Charts and Statistics

Different statistics charts can be generated for a global visualization of the results. These charts can be found under the Side Panel → Chartsof the Pairwise Results viewer.

Results Chart

Bar chart which shows the number of total features, kept features (those who have passed the filtering step), differentially expressed features, up-regulated features, and down-regulated features (Figure 13).

MDS Plot

Generates a two-dimensional scatterplot in which the distances represent the typical log2 fold changes between samples. You can select an experimental factor by which you want to color the MDS graphic (Figure 14).

Volcano Plot

A scatter plot constructed by plotting the negative log of the adjusted p-values (FDR) on the y-axis versus the log of the fold changes on the x-axis (Figure 15). Upregulated and downregulated genes are shown in green and red respectively.

MA Plot

A scatter plot showing the log of the fold changes on the y-axis versus the average of the log of the CPM on the x-axis. Differentially expressed genes are highlighted (Figure 16).

Heatmap

A heatmap is a two-dimensional visual representation of data in which numerical values of points are represented by a range of colors (Figure 17). The dendrograms added to the left and top sides are produced by a hierarchical clustering method that takes as input the Euclidean distance computed between genes (left) and samples (top).

The heatmap supports zooming by keeping clicked a node of either of the two dendrograms. The first bars contain the experimental design of the data showing the association between samples and experimental covariates.

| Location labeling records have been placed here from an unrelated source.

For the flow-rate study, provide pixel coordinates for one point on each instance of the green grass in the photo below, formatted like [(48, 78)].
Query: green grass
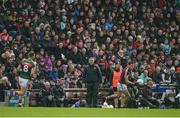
[(85, 112)]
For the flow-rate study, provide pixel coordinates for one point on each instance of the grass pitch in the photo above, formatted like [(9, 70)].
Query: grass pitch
[(86, 112)]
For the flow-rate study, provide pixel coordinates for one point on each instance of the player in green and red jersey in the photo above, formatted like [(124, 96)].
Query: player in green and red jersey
[(26, 71)]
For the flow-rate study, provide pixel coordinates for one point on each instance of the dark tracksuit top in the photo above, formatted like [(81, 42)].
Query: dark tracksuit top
[(93, 74)]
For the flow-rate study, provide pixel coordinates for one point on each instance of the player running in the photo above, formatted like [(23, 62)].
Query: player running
[(26, 71)]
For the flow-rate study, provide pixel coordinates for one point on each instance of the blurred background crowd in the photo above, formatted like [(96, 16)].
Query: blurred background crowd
[(64, 34)]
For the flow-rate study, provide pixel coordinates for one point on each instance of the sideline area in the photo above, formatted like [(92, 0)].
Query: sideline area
[(86, 112)]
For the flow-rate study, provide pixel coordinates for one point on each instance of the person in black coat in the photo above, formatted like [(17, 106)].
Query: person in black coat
[(148, 100), (93, 78)]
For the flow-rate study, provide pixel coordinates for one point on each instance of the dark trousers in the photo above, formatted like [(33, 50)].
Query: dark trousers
[(92, 93), (149, 103)]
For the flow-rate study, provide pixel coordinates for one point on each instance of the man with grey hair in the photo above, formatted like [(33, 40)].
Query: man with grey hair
[(93, 78)]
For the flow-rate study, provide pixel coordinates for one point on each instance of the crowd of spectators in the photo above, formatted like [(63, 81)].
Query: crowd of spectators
[(65, 33)]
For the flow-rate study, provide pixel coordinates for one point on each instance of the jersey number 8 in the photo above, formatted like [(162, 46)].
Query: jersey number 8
[(25, 69)]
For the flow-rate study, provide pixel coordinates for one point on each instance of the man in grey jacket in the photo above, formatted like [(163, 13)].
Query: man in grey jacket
[(93, 78)]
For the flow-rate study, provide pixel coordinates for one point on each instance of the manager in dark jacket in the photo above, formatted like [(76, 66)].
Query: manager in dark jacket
[(93, 78)]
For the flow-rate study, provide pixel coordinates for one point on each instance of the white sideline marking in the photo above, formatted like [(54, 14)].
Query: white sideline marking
[(89, 117)]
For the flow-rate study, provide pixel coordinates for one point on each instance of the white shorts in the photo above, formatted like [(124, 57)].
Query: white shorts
[(122, 87), (23, 82)]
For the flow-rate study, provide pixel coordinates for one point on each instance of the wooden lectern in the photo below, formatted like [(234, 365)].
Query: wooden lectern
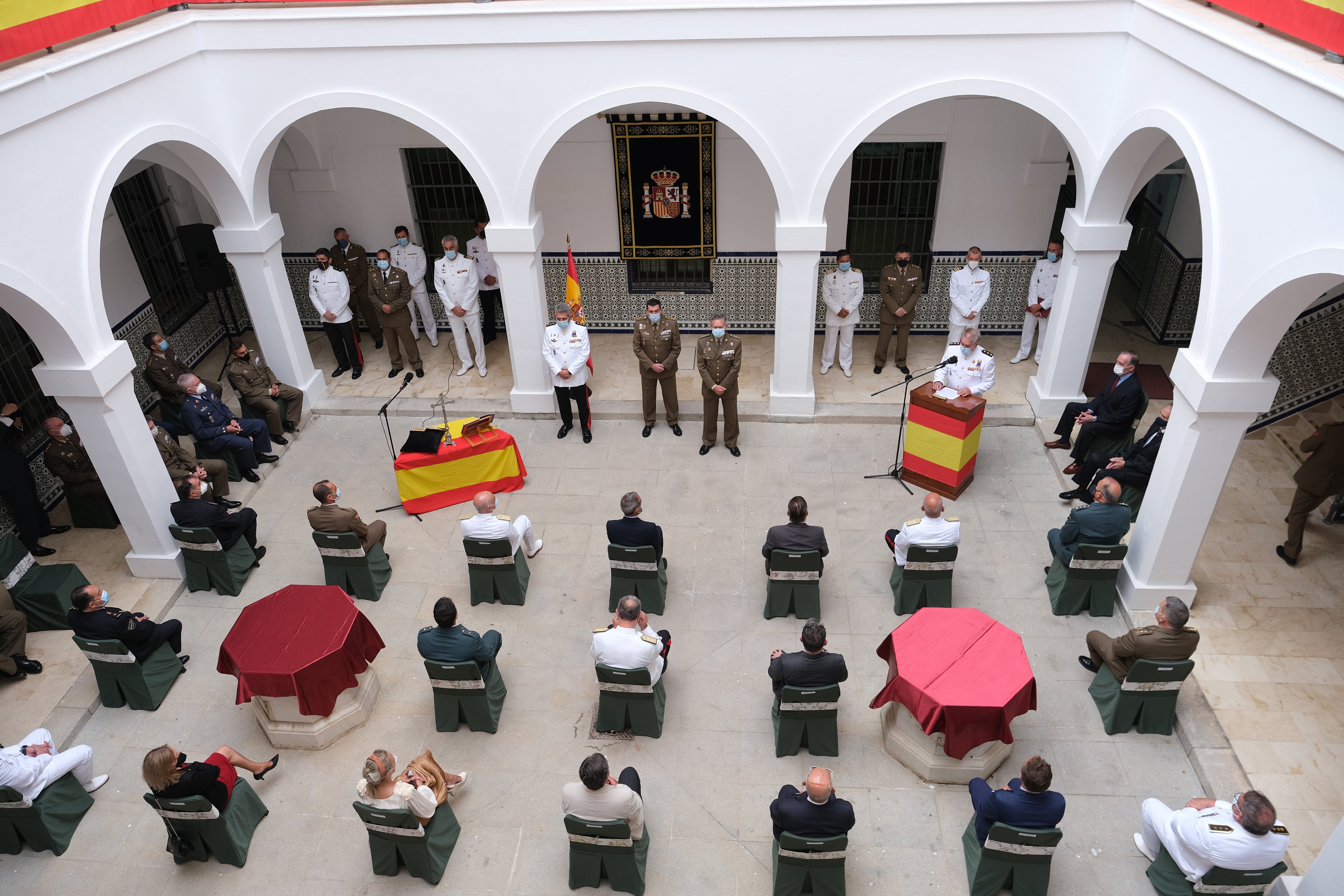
[(941, 441)]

Genes that will be displayed can be selected in the wizard. There are three options:

The Top 50 differentially expressed genes (ranked by FDR).
All differentially expressed genes.
Provide an ID list containing the genes to represent.

Differentially expressed genes are those that are labeled as UP or DOWN in the table project ("Tags" column). The criteria for considering a gene as differentially expressed can be adjusted using the option "Set Up/Down Tags".

Furthermore, the wizard allows adjusting the type of expression data that will be represented, as well as the transformation that can be applied to this data.